Conseils pour améliorer la tolérance des suppléments
- Prendre le supplément au cours du repas (et non à jeun) pour réduire les irritations gastriques
- Avec de la vitamine C pour améliorer l’absorption
- Commencer par une dose plus faible et augmenter progressivement
- Boire suffisamment d’eau tout au long de la journée
- En cas de constipation, augmenter les fibres alimentaires et l’hydratation
Menu type riche en fer pour une journée
Petit-déjeuner :
- Porridge de flocons d’avoine + kiwi ou jus d’orange pressé
- Pain complet grillé
Déjeuner :
- Salade de lentilles, poivrons rouges, tomates et persil (avec vinaigrette citronnée)
- Filet de boeuf ou sardines grillées
- Légumes verts à la vapeur
- Eau (thé vert ou café à distance du repas)
Collation :
- Amandes et abricots secs
- Kiwi ou orange
Dîner :
- Sauté de tofu aux épinards avec sauce citronnée
- Quinoa
- Fruits frais
Ce menu apporte environ 25 à 30 mg de fer, couvrant les besoins de la grossesse pour une bonne absorbeuse.
Chez Bébé à Bord, nous vous rappelons qu’un bilan sanguin régulier pendant la grossesse permet de surveiller votre statut en fer et d’intervenir rapidement si une carence se développe. N’attendez pas d’être épuisée pour en parler avec votre sage-femme ou votre médecin.
Questions fréquentes
Quels sont les besoins en fer pendant la grossesse ?

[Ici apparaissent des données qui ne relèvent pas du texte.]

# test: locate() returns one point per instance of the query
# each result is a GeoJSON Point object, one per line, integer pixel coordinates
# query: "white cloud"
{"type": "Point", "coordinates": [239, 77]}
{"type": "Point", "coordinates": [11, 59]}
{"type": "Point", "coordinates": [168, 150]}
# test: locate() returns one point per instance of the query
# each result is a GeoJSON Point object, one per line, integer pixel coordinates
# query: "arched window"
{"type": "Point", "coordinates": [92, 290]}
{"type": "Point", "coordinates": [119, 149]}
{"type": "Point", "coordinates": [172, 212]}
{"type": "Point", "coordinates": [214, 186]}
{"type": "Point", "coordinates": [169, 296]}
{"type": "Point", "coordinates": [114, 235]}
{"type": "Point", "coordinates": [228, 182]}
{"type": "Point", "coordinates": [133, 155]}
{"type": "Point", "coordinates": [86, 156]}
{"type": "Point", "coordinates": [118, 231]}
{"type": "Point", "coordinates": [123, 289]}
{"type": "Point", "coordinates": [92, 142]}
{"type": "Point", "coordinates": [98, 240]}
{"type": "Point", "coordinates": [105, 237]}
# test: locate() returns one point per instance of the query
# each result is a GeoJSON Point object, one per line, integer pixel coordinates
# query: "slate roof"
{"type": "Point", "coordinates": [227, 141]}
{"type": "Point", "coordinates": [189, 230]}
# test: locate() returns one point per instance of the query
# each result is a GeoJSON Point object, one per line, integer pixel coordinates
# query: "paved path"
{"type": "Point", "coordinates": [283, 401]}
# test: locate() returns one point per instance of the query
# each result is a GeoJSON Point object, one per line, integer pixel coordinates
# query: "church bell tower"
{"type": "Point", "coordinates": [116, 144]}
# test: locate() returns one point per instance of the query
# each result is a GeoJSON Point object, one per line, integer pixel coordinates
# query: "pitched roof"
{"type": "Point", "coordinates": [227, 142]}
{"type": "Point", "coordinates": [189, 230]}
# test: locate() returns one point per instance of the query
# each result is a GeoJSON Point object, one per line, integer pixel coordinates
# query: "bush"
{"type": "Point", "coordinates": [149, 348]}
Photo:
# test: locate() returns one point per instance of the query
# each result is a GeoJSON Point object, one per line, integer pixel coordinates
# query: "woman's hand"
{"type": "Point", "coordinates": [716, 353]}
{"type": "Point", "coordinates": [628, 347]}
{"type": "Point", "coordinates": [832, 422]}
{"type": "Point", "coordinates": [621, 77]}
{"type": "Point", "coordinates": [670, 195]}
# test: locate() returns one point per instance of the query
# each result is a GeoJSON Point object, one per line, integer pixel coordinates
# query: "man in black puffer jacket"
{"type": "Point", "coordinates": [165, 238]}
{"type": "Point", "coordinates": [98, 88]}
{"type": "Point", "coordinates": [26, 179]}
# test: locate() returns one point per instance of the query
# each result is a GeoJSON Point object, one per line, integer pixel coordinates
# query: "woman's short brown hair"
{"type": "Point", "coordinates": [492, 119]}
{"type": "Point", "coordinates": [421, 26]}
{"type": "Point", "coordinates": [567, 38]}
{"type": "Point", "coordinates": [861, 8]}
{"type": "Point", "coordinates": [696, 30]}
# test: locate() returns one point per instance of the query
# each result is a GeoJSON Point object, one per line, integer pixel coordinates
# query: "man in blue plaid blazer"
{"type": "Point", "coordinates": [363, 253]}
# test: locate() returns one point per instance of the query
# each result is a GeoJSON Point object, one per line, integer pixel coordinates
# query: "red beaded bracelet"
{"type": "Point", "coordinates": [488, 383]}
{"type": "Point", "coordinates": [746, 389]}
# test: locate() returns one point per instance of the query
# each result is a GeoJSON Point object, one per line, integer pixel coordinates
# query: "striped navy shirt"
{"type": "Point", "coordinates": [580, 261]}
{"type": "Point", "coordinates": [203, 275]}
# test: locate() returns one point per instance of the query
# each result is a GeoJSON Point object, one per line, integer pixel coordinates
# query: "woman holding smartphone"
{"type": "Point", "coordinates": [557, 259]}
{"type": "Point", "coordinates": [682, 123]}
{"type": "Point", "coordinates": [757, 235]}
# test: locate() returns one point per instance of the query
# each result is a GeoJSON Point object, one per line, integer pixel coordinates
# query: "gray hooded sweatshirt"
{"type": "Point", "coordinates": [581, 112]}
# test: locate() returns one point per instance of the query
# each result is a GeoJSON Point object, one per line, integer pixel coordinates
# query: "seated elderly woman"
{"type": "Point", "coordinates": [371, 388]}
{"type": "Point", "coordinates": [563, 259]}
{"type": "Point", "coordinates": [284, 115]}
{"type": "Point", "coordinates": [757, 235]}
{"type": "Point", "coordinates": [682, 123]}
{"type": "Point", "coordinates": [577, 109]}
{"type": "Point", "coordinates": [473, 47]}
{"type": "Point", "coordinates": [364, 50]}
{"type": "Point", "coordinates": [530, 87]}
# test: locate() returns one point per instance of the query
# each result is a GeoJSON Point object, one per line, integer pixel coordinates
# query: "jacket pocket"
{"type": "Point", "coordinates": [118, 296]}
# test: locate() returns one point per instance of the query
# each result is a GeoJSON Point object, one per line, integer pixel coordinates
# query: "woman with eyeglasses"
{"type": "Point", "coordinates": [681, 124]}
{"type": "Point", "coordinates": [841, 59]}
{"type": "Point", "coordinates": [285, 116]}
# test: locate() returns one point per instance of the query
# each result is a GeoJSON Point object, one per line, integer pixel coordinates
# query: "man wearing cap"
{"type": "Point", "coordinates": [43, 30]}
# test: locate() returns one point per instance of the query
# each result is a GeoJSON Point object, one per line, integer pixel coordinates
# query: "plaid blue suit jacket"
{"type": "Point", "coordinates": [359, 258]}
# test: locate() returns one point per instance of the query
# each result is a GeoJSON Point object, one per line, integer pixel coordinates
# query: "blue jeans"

Les besoins en fer pendant la grossesse sont de 27 mg/jour, contre 18 mg/jour en dehors de la grossesse. Ces besoins augmentent principalement au deuxième et troisième trimestres, quand le bébé constitue ses réserves et que le volume sanguin maternel augmente considérablement. Une alimentation variée et équilibrée suffit souvent, mais une supplémentation peut être nécessaire.
Comment savoir si j'ai une carence en fer pendant la grossesse ?
L'anémie ferriprive se traduit par une fatigue importante, une pâleur, des palpitations, un essoufflement et parfois des maux de tête. Le diagnostic est confirmé par une prise de sang mesurant le taux d'hémoglobine et la ferritine (réserves en fer). En France, un bilan sanguin est réalisé systématiquement lors des consultations prénatales.
Peut-on avoir trop de fer pendant la grossesse ?
Oui, un excès de fer est également problématique. En l'absence de carence confirmée, une supplémentation systématique en fer à haute dose n'est pas recommandée car elle peut provoquer des effets indésirables (constipation, nausées, vomissements) et des effets potentiellement néfastes sur l'absorption d'autres minéraux. La supplémentation doit être prescrite en fonction des résultats biologiques.
Le café et le thé empêchent-ils l'absorption du fer ?
Oui, les tanins présents dans le thé et le café (ainsi que les polyphénols du café) réduisent significativement l'absorption du fer non héminique (d'origine végétale). Attendez au moins 1 heure après un repas riche en fer avant de boire du thé ou du café. La vitamine C, au contraire, améliore l'absorption du fer végétal.
Les suppléments de fer donnent-ils des effets indésirables ?
Les suppléments de fer peuvent provoquer des effets digestifs indésirables : constipation, nausées, douleurs abdominales, selles noires. Pour les minimiser : prendre le supplément au milieu du repas (pas à jeun), commencer par la moitié de la dose et l'augmenter progressivement, et boire suffisamment d'eau. Des formes mieux tolérées (bisglycinate de fer, fer liposomal) peuvent être alternatives sur conseil médical.